Après les classes de CP du Réseau d'éducation prioritaire renforcé, c'est au tour des CE1 de voir leurs effectifs passer à 12 élèves seulement. Une mesure saluée sur le fond, mais pas toujours pour la façon dont elle est mise en œuvre.

En 2017, quelque 2500 classes de cours préparatoire du Réseau d'éducation prioritaire renforcé (dites REP+) avaient été dédoublées et leurs effectifs étaient passés à 12 élèves au maximum. Pour cette rentrée 2018, la mesure s'étend peu à peu aux classes de cours élémentaire 1 de REP+ et des CP et CE1 des quartiers défavorisés (REP).

Le problème est que par manque de place ou de moyens, ces dédoublements ne sont pas toujours possibles. Dans ce cas, la réponse de l'Education nationale se résume par le dispositif "plus d'enseignants que de classes". Ainsi, deux enseignants pourront-ils s'occuper au sein d'une même salle de deux groupes de 12 élèves au maximum.

Cette année, avant une généralisation encore plus grande l'an prochain, la mesure concerne 6400 classes. La charge financière est assumée par les mairies. "Il faut rééquiper les classes, parfois aussi refaire l'isolation", explique par exemple Emmanuelle Cuny, adjointe au maire de Bordeaux chargée de l'Education. 

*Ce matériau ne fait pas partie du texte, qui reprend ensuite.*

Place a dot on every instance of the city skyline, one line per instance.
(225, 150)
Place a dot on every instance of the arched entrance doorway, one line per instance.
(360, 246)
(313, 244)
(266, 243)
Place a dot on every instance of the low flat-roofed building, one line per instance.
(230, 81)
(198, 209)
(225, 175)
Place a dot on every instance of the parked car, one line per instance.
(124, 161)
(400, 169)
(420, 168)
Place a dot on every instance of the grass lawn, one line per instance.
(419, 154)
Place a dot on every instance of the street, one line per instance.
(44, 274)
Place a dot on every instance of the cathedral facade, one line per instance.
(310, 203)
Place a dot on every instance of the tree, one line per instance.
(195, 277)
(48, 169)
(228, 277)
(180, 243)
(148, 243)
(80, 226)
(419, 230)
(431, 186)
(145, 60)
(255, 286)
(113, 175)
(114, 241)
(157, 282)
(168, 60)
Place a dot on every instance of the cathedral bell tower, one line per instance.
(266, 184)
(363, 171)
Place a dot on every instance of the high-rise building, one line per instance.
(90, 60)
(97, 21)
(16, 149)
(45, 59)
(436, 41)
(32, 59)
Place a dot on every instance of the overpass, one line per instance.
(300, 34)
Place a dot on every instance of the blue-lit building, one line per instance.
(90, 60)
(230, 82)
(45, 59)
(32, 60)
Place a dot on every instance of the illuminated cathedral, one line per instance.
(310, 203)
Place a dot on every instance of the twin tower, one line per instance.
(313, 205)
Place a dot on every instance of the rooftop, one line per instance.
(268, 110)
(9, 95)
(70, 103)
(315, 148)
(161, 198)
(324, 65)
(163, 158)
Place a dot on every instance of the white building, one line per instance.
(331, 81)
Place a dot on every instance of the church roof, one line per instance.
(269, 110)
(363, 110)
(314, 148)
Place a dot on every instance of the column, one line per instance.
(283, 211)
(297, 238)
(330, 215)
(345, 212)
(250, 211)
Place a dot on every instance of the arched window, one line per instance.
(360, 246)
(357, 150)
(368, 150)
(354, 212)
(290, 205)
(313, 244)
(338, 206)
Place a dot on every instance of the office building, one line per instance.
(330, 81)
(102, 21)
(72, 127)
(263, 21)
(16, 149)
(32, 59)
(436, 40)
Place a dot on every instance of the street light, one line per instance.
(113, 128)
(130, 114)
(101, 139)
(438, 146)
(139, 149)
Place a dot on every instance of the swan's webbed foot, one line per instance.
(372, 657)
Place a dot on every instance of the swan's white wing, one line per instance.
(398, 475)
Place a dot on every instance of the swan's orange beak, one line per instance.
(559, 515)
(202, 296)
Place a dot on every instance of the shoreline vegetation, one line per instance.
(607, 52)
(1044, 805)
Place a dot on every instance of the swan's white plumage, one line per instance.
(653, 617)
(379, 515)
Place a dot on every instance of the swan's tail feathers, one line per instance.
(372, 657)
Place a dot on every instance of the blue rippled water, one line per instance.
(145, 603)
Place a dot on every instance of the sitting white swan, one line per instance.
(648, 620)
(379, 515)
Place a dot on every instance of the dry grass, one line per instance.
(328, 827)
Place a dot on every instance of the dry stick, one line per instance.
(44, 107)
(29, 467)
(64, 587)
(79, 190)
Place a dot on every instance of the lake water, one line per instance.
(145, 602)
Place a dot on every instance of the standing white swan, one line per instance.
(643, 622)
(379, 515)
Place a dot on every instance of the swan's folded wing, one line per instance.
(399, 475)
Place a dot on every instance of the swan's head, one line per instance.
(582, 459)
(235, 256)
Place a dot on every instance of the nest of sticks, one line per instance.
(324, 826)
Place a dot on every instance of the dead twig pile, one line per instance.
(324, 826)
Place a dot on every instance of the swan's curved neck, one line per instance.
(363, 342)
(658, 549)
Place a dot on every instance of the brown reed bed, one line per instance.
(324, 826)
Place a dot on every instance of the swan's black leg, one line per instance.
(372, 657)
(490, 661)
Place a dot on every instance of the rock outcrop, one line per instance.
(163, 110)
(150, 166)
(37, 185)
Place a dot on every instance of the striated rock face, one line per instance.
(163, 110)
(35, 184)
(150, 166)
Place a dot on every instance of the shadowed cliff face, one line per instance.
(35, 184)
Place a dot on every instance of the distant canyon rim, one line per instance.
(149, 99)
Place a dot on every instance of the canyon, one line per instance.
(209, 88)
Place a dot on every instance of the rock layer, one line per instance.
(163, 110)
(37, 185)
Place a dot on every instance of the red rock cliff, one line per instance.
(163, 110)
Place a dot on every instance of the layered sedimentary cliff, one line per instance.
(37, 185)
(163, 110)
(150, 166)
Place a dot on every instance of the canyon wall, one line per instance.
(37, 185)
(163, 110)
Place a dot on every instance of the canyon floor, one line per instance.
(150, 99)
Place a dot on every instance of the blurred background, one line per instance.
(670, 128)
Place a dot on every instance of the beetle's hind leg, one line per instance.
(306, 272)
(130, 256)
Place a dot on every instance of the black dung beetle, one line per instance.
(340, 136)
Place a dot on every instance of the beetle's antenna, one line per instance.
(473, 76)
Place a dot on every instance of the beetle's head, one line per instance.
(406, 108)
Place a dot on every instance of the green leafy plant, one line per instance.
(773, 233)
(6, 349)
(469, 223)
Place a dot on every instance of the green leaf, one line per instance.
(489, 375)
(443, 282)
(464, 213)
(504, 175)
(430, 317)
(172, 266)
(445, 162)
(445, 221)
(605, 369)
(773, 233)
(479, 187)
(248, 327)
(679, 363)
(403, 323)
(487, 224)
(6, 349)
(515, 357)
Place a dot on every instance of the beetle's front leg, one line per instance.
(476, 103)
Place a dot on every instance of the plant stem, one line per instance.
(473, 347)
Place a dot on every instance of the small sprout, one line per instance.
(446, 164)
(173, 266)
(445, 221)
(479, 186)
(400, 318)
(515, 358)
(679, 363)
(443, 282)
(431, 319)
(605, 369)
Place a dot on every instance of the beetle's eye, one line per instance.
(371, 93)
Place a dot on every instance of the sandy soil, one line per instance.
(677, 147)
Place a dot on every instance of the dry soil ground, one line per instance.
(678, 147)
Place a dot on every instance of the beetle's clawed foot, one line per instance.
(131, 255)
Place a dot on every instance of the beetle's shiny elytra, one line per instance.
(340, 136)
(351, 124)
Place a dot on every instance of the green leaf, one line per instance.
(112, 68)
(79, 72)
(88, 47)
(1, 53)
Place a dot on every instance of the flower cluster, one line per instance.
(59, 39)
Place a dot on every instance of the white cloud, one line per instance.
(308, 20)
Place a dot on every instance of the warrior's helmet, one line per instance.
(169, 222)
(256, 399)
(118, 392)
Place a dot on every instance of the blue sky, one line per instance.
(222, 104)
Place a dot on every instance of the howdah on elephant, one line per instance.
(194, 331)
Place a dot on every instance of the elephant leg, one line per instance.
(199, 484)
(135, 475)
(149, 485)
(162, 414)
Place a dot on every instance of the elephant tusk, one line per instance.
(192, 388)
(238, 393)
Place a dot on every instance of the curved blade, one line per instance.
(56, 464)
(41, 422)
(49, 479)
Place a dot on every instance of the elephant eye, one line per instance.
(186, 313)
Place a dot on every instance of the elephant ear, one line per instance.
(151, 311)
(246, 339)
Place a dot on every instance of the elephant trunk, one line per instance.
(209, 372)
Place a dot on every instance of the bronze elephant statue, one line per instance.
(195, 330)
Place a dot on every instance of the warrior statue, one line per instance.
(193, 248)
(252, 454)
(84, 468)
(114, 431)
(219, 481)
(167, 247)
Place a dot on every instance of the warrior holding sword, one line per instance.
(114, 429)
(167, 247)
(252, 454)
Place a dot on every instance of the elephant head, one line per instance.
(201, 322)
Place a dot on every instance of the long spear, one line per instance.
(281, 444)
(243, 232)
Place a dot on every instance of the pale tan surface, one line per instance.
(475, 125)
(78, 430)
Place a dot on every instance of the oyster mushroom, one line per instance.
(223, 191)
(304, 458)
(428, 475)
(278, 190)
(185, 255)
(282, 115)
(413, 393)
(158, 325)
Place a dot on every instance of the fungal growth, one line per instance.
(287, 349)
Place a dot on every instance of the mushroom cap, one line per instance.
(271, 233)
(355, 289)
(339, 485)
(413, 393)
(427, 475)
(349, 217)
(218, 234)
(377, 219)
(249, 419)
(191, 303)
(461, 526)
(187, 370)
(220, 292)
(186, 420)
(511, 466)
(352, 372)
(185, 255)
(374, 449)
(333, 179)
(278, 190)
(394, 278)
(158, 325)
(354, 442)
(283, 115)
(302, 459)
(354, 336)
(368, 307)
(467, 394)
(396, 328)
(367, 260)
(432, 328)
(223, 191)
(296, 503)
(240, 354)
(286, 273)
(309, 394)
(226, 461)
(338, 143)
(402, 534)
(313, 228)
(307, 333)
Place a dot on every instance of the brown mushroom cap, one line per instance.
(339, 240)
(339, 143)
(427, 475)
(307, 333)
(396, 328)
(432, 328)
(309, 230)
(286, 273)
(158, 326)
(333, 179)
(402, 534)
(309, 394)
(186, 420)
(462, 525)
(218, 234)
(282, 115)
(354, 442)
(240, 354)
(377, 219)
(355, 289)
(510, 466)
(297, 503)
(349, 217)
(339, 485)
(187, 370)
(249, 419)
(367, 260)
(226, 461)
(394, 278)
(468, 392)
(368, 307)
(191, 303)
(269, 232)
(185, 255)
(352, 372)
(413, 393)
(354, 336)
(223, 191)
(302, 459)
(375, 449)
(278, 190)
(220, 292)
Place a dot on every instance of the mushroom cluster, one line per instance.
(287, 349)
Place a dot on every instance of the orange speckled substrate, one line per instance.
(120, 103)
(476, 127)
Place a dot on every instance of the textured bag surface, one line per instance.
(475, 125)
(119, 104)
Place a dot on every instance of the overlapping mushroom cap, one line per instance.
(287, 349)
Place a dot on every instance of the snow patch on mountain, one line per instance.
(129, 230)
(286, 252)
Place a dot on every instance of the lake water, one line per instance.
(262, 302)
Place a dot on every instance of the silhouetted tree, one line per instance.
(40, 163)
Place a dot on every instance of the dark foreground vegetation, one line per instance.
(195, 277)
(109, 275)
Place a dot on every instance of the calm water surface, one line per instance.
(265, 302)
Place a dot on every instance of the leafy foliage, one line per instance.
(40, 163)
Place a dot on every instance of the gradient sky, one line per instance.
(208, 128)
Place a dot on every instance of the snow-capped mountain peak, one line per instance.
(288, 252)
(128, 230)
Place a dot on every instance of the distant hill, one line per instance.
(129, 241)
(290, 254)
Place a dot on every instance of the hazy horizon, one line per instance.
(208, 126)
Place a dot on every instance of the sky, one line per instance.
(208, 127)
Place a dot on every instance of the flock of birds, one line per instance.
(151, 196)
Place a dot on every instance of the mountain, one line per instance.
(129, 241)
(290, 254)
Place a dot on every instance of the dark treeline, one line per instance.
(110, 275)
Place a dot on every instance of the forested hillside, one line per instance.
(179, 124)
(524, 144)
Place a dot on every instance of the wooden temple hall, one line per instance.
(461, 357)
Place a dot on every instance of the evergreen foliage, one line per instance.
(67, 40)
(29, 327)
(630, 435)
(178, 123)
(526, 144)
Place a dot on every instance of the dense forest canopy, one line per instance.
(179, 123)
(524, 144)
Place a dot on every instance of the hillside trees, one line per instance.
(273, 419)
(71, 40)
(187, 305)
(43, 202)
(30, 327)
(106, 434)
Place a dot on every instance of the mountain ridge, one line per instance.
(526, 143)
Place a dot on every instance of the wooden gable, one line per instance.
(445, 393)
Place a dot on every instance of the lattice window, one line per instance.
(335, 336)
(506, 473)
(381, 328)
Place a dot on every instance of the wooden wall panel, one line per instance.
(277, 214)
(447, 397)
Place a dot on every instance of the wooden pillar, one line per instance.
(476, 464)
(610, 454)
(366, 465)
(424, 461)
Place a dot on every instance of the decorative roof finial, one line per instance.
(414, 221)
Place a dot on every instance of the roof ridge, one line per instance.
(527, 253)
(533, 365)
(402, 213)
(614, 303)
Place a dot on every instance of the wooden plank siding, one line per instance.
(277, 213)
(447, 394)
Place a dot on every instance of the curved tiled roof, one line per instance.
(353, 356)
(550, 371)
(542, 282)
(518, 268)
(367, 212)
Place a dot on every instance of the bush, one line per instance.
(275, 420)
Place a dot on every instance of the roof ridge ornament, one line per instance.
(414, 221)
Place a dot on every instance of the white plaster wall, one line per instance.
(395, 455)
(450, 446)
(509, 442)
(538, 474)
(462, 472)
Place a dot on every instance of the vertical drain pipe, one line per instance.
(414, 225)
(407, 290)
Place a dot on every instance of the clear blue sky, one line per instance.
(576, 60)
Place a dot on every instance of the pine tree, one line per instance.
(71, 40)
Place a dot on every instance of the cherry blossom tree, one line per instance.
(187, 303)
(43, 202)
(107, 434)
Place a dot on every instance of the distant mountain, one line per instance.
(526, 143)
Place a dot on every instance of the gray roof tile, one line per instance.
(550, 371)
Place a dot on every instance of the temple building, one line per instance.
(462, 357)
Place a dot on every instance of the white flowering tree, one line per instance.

Une mesure plébiscitée mais quid du financement?

Si la mesure est plébiscitée par les enseignants, le Snuipp-FSU, premier syndicat dans le primaire, pointe des dotations budgétaires insuffisantes. Le syndicat prône aussi la création de 2000 postes supplémentaires, ce qui permettrait d'abaisser les effectifs à 20 élèves maximum dans toutes les classes de l'éducation prioritaire alors que la France compte aujourd'hui en moyenne 23 élèves par classe, soit deux de plus que la moyenne des pays de l'OCDE. 

D'autres réformes feront leur apparition à la rentrée. Ainsi verra-t-on le retour de la semaine de quatre jours avec à la clé un "plan mercredi", soit un "dispositif d'appui de l'Etat aux communes" pour mettre en place des solutions d'activités périscolaires.